Are you ready to laugh? Are you ready to have your mind changed? Are you ready to change your life whilst trying to make sure you don’t pee your pants. Well sit down and grab a copy of How to Be a Woman. It doesn’t matter if you’re a man, a woman, young or old. Moran is both fabulous, funny as well as bloody opinionated. Not only does she tackle the big issues, but the book is full of her own anecdotes that will have you in stitches, while you feel like you’ve known her your whole life.
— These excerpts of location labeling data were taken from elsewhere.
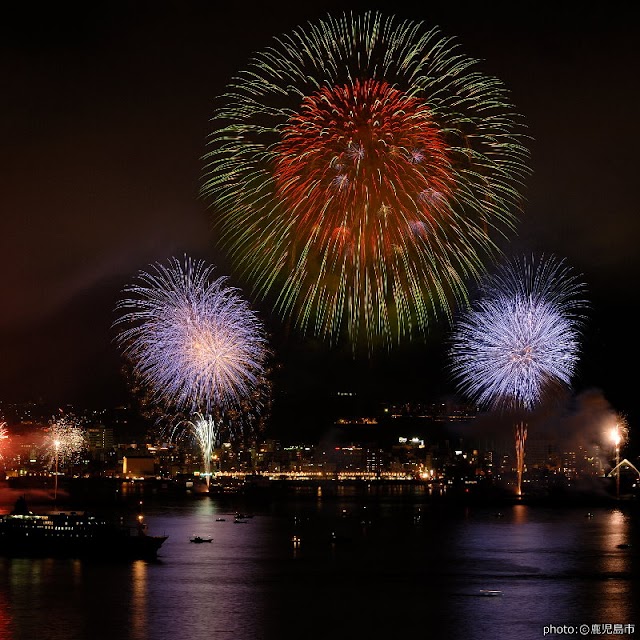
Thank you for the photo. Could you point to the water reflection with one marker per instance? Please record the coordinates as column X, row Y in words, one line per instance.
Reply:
column 339, row 567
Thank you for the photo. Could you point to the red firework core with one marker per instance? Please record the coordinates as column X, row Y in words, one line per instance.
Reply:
column 363, row 168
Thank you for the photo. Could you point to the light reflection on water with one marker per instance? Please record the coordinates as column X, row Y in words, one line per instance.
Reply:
column 361, row 569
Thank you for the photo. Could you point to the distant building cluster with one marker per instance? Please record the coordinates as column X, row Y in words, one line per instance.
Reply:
column 448, row 452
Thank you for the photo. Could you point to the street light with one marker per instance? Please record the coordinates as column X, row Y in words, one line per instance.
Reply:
column 56, row 444
column 616, row 438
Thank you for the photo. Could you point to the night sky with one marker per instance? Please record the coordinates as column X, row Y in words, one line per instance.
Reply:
column 104, row 114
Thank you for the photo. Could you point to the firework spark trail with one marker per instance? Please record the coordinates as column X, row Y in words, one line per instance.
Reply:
column 360, row 171
column 520, row 431
column 520, row 339
column 205, row 430
column 191, row 338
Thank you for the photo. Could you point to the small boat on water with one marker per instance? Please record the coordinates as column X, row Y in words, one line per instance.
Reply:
column 74, row 535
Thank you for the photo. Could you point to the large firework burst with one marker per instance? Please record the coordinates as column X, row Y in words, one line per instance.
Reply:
column 193, row 341
column 360, row 170
column 520, row 340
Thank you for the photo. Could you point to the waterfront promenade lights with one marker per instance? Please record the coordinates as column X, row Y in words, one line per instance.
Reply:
column 56, row 445
column 616, row 439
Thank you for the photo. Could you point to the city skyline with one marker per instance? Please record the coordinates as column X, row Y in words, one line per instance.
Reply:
column 106, row 125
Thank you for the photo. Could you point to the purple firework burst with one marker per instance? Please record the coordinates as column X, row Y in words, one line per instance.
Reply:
column 192, row 339
column 521, row 338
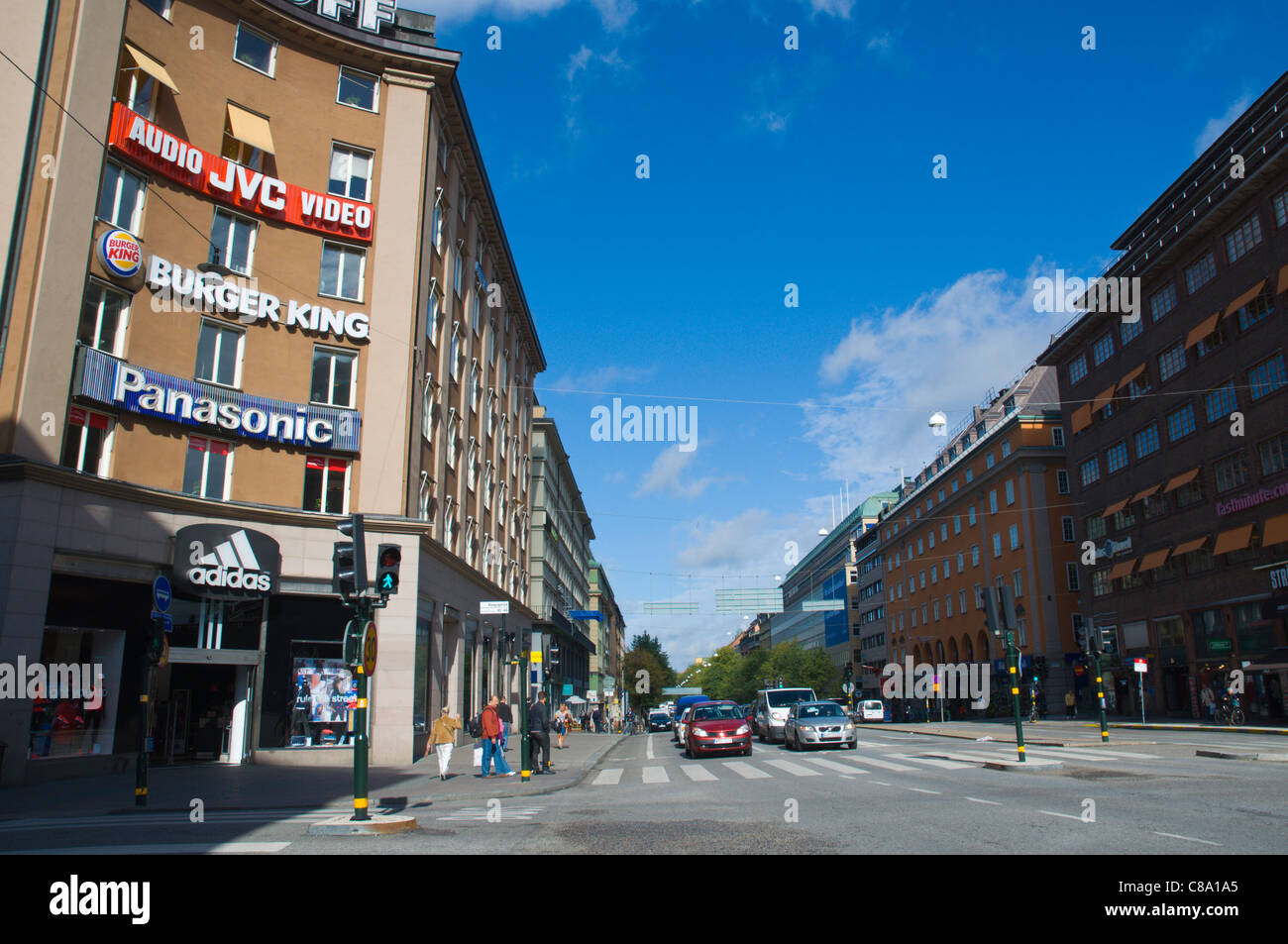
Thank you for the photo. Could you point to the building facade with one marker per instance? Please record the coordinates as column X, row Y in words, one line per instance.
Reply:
column 1177, row 433
column 266, row 284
When this book came out in 2010 I got myself a copy after reading the blurb, thinking it was going to be some kind of history of feminism, only to find a woman ranting and raving about things that really I didn’t understand or really care about at the time. I was only 15 then, but this time around when it came up on a reading list for next year I thought I might as well read it properly this time. I’m pleased to say that having lived through a lot more of the experiences in Moran’s book, I could fully understand and appreciate her honesty and frankness. She doesn’t stand for any BS and says, what I think most of us are actually thinking.

Talking about some of the great feminist minds such as De Beauvoir and Germaine Greer (even if I don’t agree with her myself) and putting a 21st century spin on it. There is no man hating, she doesn’t tell us to burn our bras or never to shave again, if I’m honest she just talks a lot of sense. I started this book not being sure how I felt but after reading I had this overwhelming need to tell people that feminism was important god damn it. That there were normal women who were good examples, not the ones I’ve been shown, that make me happy to say I’m a feminist, a real feminist. I want equality and , like Caitlin, think men are pretty great.
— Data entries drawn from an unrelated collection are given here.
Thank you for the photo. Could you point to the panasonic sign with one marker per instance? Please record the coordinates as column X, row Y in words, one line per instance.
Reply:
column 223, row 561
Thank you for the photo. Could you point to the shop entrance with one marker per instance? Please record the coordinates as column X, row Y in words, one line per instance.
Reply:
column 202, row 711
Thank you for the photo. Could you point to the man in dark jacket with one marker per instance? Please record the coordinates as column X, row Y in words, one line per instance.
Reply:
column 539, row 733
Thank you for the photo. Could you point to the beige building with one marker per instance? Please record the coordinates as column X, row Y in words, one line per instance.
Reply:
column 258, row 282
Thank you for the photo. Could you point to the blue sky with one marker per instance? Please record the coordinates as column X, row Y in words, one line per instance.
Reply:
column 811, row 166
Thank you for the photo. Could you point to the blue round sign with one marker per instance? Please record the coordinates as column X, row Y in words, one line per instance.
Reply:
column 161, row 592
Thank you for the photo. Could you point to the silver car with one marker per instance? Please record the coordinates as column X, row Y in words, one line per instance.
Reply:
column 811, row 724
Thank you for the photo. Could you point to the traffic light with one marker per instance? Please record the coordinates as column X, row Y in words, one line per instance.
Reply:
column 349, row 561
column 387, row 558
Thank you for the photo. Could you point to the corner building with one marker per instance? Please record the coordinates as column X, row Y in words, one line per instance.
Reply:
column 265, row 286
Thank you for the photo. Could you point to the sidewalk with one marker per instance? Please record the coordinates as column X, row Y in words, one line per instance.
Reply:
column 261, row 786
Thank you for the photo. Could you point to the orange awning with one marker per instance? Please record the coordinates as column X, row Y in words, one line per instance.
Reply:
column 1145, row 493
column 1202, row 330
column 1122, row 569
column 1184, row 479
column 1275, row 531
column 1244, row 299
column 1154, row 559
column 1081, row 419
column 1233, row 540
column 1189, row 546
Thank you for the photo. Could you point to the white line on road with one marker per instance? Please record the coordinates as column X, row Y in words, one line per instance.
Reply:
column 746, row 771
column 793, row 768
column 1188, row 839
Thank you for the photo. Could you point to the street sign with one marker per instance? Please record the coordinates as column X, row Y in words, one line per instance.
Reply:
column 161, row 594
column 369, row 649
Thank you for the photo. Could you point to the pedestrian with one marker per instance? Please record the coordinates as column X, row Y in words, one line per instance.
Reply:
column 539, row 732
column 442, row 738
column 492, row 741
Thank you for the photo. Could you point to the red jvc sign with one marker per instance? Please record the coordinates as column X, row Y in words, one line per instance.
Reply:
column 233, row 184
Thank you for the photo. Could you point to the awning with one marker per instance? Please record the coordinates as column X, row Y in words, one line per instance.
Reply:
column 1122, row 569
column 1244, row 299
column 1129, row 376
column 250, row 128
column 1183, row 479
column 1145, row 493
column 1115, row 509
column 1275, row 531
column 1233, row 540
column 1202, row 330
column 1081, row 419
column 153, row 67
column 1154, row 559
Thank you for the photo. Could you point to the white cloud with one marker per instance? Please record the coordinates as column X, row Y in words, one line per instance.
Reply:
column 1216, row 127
The book follows Caitlin from the age of 13 to 35 and as she calls it this is ‘part memoir, part rant.’ As a young, probably quite impressionable 20 year old, I read this and laughed, smiled and finally breathed. I’m not  the only one who’s had these things happen to her, I’m not the only one who thinks that heels are torturous devices that we all try so hard to wear but no one actually enjoys. That said, I will give warning that the opinions are not tidy, politely written paragraphs, Moran isn’t interested in that. There’s a lot of swearing, masturbating and frankness which I found myself laughing at so hard my boyfriend thought something was wrong with me…oops.  I don’t agree with absolutely everything Moran says or does, 95% I do but theres 5% I don’t and that’s okay because I’m human. So I’d definitely say if you want to laugh, question and celebrate being a woman this book is for you.

So I’m going to give this 5 stars *****, because I really think this is going to go into my ‘books that changed my life’ list that I’ll recommend to almost anyone who will let me. It’s opened up my eyes to so much and I really could not put it down even if I wanted to.